Armenia turns to India for military hardware as tensions with Azerbaijan escalate

Indian Rustom drone

An Armenian defence delegation visited India to explore the possibility of buying Indian-manufactured combat drones and other weapons as tensions with Azerbaijan and its close ally Turkey continue to mount.

According to Indian media, the delegation "came armed with a shopping list" when it met with Indian officials last month. Citing an unnamed official, it said that drones "figured prominently on the list."

The online publication gave no other details of the talks. Nor did it say if any agreements were reached by the two sides.

Armenia's Defence Ministry on Friday declined to comment on the reported visit of its representatives to India or its broader interest in Indian military hardware.

Visiting Yerevan earlier this month, a senior official from the Indian Ministry of External Affairs said India and Armenia are discussing "long-term" military cooperation as part of their efforts to deepen their ties.

The official, Sanjay Verma, spoke during a session of an Indian-Armenian intergovernmental commission on bilateral cooperation.

Foreign Minister Ararat Mirzoyan, who co-chaired the session with Verma, listed "defense and military-technical cooperation" among the areas that are "very promising for our countries."

Mirzoyan held talks with Indian Foreign Minister Subrahmanyam16 Jaishankar in April on the sidelines of an international conference held in India. It was their third face-to-face meeting in eight months. Jaishankar visited Armenia last October.

"India sees Armenia not only as a friend but a good counterweight to Turkey whose President Recep Tayyip Erdogan has been particularly belligerent on the Kashmir issue and followed a number of policies inimical to India," wrote DNA India.

It noted that India's arch-foe Pakistan is allied to Turkey and Azerbaijan.
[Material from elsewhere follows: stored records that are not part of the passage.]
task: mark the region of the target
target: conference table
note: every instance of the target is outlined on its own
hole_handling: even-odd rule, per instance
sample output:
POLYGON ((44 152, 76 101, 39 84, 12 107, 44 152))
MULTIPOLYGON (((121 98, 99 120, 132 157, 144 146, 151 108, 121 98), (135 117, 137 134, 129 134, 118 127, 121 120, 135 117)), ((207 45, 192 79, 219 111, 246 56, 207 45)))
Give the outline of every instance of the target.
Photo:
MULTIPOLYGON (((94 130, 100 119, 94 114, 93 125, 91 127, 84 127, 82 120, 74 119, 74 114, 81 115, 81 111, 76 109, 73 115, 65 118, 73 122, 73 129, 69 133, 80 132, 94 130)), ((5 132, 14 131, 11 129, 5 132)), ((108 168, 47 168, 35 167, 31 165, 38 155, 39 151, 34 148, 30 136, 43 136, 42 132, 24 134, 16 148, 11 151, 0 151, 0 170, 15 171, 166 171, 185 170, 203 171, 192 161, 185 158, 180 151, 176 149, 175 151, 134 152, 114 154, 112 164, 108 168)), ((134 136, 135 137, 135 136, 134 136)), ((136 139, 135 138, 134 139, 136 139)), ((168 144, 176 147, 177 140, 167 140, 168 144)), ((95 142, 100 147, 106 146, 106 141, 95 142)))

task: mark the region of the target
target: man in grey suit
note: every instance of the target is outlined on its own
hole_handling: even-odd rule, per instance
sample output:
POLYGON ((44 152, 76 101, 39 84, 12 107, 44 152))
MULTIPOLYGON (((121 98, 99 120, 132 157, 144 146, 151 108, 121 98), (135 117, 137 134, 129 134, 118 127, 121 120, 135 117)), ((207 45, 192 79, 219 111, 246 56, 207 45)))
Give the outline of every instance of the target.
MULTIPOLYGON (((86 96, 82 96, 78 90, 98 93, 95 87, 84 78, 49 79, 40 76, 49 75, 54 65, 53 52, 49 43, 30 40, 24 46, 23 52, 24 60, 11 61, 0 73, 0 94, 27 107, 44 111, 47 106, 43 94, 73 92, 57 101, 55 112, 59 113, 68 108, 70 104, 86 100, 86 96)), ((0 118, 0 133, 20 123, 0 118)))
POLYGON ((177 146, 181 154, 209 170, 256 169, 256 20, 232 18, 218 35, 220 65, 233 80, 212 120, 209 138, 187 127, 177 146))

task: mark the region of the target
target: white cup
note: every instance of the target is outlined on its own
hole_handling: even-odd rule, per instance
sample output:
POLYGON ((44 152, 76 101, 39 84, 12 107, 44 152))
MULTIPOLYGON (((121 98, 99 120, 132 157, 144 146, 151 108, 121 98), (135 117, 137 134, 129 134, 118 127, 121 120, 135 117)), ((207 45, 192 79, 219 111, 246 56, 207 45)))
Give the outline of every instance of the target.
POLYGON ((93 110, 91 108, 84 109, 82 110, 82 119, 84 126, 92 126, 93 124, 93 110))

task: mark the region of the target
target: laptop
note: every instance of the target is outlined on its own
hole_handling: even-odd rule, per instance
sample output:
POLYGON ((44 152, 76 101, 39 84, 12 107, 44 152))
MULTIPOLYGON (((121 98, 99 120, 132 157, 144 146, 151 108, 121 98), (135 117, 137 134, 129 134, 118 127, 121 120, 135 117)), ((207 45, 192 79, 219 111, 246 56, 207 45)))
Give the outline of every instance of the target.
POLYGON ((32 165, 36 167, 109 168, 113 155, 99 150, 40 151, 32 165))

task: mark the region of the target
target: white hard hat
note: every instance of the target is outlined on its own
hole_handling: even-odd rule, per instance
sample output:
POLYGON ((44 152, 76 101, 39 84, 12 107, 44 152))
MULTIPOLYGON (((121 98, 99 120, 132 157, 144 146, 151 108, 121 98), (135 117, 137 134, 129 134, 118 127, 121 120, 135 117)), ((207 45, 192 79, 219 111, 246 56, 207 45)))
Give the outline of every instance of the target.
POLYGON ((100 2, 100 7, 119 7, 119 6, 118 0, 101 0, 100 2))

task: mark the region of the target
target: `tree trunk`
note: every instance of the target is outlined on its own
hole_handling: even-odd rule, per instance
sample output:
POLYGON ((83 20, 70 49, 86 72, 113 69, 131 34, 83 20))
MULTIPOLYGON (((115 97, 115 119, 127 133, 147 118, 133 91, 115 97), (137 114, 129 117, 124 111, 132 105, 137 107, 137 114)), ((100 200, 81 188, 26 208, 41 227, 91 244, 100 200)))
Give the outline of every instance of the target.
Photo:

Pakistan strongly supported Azerbaijan during the 2020 Armenian-Azerbaijani war over Nagorno-Karabakh.

By contrast, India has backed Karabakh peace efforts spearheaded by the United States, Russia and France.

It has backed Armenia in an Armenian-Azerbaijani border dispute that broke out in May 2021. In a statement issued at the time, the Indian foreign ministry called on Baku to "pull back forces immediately and cease any further provocation."

Turkish-made drones deployed by Azerbaijan are credited with playing a key role in Azerbaijan’s victory over Armenia in the 2020 war in and around Karabakh.

Armenia and India signed a wide-ranging memorandum of understanding earlier this year that envisages deeper cooperation in a number of fields, including trade and technology.

The memorandum did not include defence, but Armenian and Indian officials had previously said they were exploring “a long-term relationship” in military cooperation.

Armenian Foreign Minister Ararat Mirzoyan has met with his Indian counterpart, Subrahmanyam Jaishankar, several times in the past year. Jaishankar made a historic visit to Armenia last October, becoming the first Indian foreign minister ever to visit the country.

Armenia signed a $40 million contract with India about six months before the 2020 Karabakh war for Indian-made weapon locating radar systems, becoming the first country in the world to purchase the technology.

The past few years have seen a considerable expansion in cooperation between Armenia and India. The two countries back each other in their respective conflicts with Azerbaijan and Pakistan.